Without knowing the right answer I blurted out, “actually I do. I have a similar autoimmune disease and I know how you feel. I’m so sorry you’re going through this.”
And the woman broke. Before I knew what was happening, she was bawling, telling me how hard things have been and expressing relief at being able to talk to someone who understood. I held her hand; she cried some more. We finished talking through the necessary components of the visit and then she actually smiled. I hadn’t done anything profound besides write a prescription for some prednisone (the best and worst drug in the world). Mostly I had helped her feel like she wasn’t completely alone. Someone else knows how you feel. Someone else can relate. It won’t always be this hard.
Was that the right thing to say? Should I have kept my big mouth shut? I don’t know. In this case, she responded well to my confession.

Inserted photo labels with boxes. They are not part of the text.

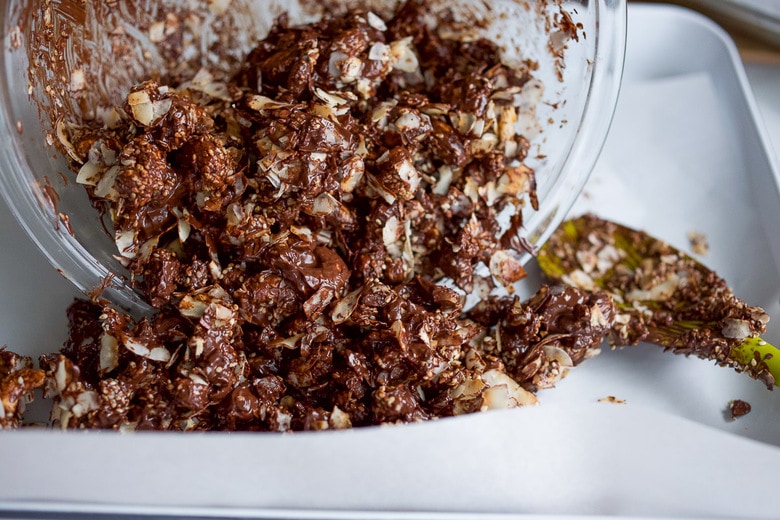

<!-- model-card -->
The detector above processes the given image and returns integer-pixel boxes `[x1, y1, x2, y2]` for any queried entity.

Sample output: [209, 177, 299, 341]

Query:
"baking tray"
[0, 5, 780, 519]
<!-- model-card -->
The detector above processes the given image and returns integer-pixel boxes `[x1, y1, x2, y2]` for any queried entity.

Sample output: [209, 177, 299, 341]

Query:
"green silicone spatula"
[537, 215, 780, 389]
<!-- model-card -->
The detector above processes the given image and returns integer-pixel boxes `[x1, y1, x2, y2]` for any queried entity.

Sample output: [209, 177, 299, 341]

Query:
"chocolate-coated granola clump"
[0, 347, 44, 430]
[42, 2, 614, 431]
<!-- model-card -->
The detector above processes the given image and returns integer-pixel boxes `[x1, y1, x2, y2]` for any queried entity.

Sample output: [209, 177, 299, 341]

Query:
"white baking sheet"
[0, 5, 780, 518]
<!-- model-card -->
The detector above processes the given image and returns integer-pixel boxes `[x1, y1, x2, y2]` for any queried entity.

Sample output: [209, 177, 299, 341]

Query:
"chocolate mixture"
[4, 1, 615, 431]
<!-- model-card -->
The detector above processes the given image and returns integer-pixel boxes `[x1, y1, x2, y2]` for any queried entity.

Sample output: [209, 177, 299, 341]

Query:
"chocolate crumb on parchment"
[729, 399, 751, 420]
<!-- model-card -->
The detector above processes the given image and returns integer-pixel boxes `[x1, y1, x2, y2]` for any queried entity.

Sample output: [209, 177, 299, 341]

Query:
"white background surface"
[0, 3, 780, 518]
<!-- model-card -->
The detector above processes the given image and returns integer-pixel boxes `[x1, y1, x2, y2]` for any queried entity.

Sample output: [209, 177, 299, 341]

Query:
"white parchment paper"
[0, 5, 780, 518]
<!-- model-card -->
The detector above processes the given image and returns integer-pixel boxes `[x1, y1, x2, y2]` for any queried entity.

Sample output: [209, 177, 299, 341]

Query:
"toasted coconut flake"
[100, 333, 119, 374]
[122, 337, 171, 362]
[721, 318, 753, 339]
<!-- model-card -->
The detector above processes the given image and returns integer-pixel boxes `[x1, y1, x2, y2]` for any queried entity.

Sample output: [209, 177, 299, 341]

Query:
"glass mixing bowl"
[0, 0, 626, 311]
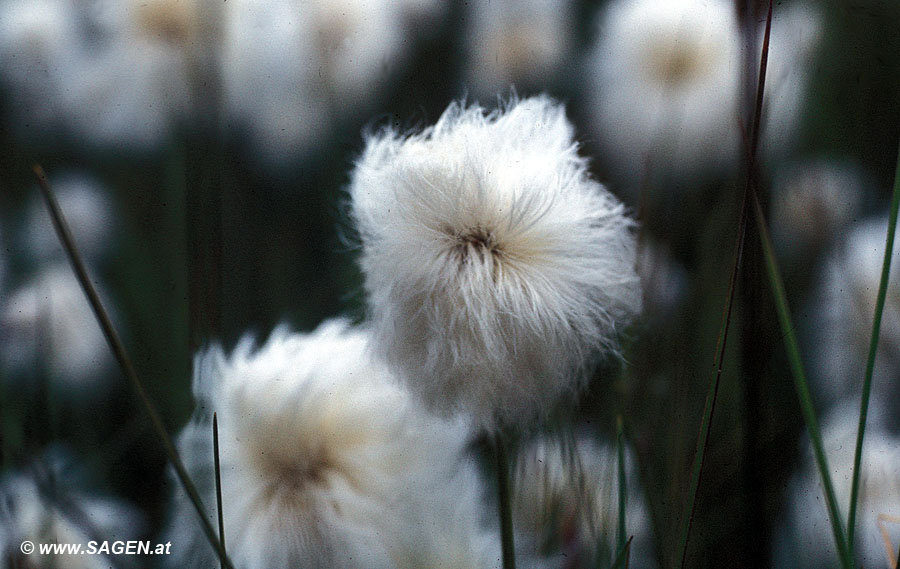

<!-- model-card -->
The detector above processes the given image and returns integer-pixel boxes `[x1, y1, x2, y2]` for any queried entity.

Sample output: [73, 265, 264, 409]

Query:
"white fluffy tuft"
[810, 215, 900, 410]
[350, 97, 641, 428]
[163, 321, 500, 569]
[0, 446, 144, 569]
[513, 435, 656, 569]
[776, 398, 900, 569]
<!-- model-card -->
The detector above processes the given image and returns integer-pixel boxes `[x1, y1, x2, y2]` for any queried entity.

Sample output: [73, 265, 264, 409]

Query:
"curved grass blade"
[753, 192, 853, 569]
[847, 140, 900, 555]
[32, 164, 234, 569]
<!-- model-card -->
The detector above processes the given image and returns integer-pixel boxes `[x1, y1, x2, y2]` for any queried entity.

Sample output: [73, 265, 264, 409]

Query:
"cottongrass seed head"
[349, 96, 641, 430]
[167, 321, 496, 569]
[0, 445, 144, 569]
[512, 434, 657, 569]
[586, 0, 742, 187]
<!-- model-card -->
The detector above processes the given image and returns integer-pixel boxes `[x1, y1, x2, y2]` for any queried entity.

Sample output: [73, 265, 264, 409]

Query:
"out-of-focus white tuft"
[0, 447, 143, 569]
[587, 0, 822, 187]
[513, 435, 656, 568]
[0, 0, 196, 150]
[222, 0, 443, 166]
[0, 0, 80, 140]
[166, 321, 497, 569]
[466, 0, 575, 102]
[222, 0, 333, 169]
[775, 398, 900, 569]
[772, 160, 868, 262]
[350, 97, 641, 429]
[23, 174, 115, 261]
[588, 0, 742, 186]
[810, 215, 900, 408]
[0, 261, 115, 397]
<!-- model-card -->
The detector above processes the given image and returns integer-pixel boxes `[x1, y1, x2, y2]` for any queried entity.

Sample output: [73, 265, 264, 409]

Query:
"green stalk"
[612, 536, 634, 569]
[494, 434, 516, 569]
[33, 164, 234, 569]
[616, 415, 628, 551]
[675, 0, 774, 569]
[847, 140, 900, 555]
[753, 192, 853, 569]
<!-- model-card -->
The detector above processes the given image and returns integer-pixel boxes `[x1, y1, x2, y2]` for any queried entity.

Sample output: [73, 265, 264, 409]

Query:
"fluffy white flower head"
[0, 263, 114, 390]
[165, 321, 496, 569]
[513, 435, 655, 568]
[466, 0, 575, 97]
[24, 173, 115, 261]
[0, 447, 143, 569]
[588, 0, 741, 182]
[350, 97, 641, 428]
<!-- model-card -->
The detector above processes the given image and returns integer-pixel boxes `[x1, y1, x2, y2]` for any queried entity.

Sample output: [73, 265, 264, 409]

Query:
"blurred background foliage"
[0, 0, 900, 567]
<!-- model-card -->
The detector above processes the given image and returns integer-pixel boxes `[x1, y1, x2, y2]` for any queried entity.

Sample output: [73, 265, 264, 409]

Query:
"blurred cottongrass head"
[513, 434, 656, 568]
[0, 446, 143, 569]
[168, 320, 497, 569]
[811, 215, 900, 408]
[465, 0, 576, 102]
[586, 0, 822, 191]
[349, 96, 641, 430]
[0, 266, 115, 394]
[775, 398, 900, 569]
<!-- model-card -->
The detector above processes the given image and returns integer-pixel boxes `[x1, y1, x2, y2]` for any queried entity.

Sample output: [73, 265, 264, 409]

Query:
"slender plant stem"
[753, 196, 853, 569]
[33, 164, 234, 569]
[847, 140, 900, 556]
[675, 0, 773, 569]
[612, 536, 634, 569]
[494, 434, 516, 569]
[616, 415, 628, 551]
[213, 412, 225, 569]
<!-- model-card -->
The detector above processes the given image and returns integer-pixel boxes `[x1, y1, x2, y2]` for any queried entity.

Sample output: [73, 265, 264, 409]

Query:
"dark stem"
[33, 164, 234, 569]
[213, 413, 225, 569]
[494, 434, 516, 569]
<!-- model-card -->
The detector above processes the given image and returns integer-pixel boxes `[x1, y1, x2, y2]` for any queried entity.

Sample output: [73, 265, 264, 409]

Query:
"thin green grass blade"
[847, 140, 900, 555]
[616, 415, 628, 551]
[753, 196, 853, 569]
[494, 434, 516, 569]
[611, 536, 634, 569]
[32, 164, 234, 569]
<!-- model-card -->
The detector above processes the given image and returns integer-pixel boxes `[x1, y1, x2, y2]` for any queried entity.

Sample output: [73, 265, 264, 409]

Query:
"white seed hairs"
[349, 96, 641, 429]
[167, 321, 493, 569]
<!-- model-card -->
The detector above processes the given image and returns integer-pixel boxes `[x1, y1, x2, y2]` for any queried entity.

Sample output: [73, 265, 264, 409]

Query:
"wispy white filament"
[513, 435, 656, 568]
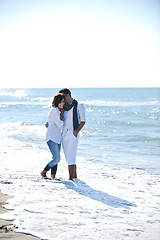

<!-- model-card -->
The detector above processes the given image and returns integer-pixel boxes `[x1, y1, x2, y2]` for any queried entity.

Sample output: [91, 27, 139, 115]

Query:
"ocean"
[0, 88, 160, 240]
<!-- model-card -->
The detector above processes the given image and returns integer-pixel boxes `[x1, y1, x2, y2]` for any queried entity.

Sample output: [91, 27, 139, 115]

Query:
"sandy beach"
[0, 192, 39, 240]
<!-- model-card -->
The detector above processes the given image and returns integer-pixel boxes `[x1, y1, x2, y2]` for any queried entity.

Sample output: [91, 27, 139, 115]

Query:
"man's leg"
[73, 165, 77, 178]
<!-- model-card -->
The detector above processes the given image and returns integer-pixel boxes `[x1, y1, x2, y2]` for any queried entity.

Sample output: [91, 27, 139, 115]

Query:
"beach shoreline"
[0, 192, 39, 240]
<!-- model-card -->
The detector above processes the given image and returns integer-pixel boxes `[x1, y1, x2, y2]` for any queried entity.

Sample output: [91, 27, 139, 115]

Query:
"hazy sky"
[0, 0, 160, 88]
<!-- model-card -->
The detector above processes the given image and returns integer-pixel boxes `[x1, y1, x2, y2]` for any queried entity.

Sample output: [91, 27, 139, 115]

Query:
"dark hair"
[52, 93, 65, 107]
[59, 88, 71, 97]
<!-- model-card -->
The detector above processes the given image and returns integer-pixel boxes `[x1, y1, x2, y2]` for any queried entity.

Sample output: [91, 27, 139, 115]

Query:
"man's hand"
[45, 122, 48, 128]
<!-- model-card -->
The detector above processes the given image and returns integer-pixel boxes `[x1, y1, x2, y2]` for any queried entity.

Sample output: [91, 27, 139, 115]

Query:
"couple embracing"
[41, 88, 86, 180]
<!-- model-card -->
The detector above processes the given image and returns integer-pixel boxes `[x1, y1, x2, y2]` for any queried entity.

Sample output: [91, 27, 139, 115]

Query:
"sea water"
[0, 88, 160, 240]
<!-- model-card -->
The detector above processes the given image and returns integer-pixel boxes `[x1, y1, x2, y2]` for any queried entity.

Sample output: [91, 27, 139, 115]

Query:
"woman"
[41, 93, 65, 178]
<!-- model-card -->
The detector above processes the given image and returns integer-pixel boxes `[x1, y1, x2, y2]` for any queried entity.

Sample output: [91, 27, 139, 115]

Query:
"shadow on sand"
[59, 179, 137, 209]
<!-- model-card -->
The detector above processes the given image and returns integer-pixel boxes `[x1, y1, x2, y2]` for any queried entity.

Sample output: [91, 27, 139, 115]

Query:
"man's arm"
[73, 122, 85, 137]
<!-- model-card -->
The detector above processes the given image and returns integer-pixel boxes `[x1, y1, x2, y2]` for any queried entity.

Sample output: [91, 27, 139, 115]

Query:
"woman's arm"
[73, 122, 85, 137]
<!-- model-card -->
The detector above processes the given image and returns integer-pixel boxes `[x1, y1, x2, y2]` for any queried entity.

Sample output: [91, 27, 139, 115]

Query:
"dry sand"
[0, 192, 39, 240]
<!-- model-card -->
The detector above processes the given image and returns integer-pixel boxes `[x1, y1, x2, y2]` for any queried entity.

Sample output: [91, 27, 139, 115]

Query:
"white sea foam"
[80, 100, 160, 107]
[0, 129, 160, 240]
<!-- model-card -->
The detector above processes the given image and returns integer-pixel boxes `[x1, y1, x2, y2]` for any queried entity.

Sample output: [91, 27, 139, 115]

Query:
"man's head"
[59, 88, 71, 104]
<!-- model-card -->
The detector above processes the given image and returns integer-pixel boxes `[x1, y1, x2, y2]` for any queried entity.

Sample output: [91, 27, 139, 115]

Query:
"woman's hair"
[59, 88, 71, 97]
[52, 93, 65, 107]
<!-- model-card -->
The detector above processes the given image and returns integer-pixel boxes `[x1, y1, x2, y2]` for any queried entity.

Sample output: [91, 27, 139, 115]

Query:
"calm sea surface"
[0, 88, 160, 240]
[0, 88, 160, 173]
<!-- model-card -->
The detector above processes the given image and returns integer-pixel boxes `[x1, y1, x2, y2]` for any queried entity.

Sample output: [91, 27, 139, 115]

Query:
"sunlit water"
[0, 88, 160, 240]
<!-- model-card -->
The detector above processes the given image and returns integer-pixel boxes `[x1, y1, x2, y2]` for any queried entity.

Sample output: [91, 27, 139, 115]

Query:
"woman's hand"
[60, 108, 64, 121]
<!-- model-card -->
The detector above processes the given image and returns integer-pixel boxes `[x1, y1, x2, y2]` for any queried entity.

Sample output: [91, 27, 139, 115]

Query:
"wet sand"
[0, 192, 39, 240]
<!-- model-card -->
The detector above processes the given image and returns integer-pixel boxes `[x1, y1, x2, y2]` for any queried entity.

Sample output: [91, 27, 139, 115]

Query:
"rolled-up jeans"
[44, 140, 61, 174]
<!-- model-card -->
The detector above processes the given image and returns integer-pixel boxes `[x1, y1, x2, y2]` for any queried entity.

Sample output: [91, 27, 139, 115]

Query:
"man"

I saw her several more times during my clinical semester and she remembered my name, asked if I was going to be there during her appointment. I gained her trust and while I still tried to keep the focus off of me and not reveal many specific details of my condition, we developed an appropriate, professional, beneficial relationship.
Afterwards, my preceptor and I discussed the situation. He laid out the pros and cons for me like I’m trying to explain it to you. Both extremes of the spectrum- sharing too much or not relating to your patients at all- can be detrimental. You’re a human being too and your patients should know that. You have a life, a family, your own issues. But you need to be self-aware enough to know when you’re searching to get a need met from a patient relationship. You need to be able to stay professional. In the end, he thought I had made the right call and I let out a huge sigh of relief.
There were other times during the semester when I had patients with similar complaints and I didn’t share my personal experience. Why not? I have no idea. I guess I just listened to that voice in my gut that whispered yes or no, and I went with it. Call it clinical intuition. Call it timidity. Call it whatever you want- you know what I’m talking about.
This topic of divulging personal information with patients is complicated and I make no claims to have it down. I’m not even suggesting approaching the issue from one side of the spectrum or the other- simply relating my own experience. I know I will have to continue to navigate these blurry lines for the rest of my career because I want my patients to know that I care. But I also want them to know that I’m competent and professional, someone they can trust with their life and sensitive information.
We all find ourselves in sticky situations every now and then because medicine is tricky business. Dealing with people is tricky business. We’ve all regretted saying or not saying something to a patient. And we all will have to find our own way of managing the tightrope of professionalism and friendship. It’s blurry; it’s difficult. We all walk around with smudges on our cheeks. But for the sake of our patients and ourselves, I believe it is a line worth walking.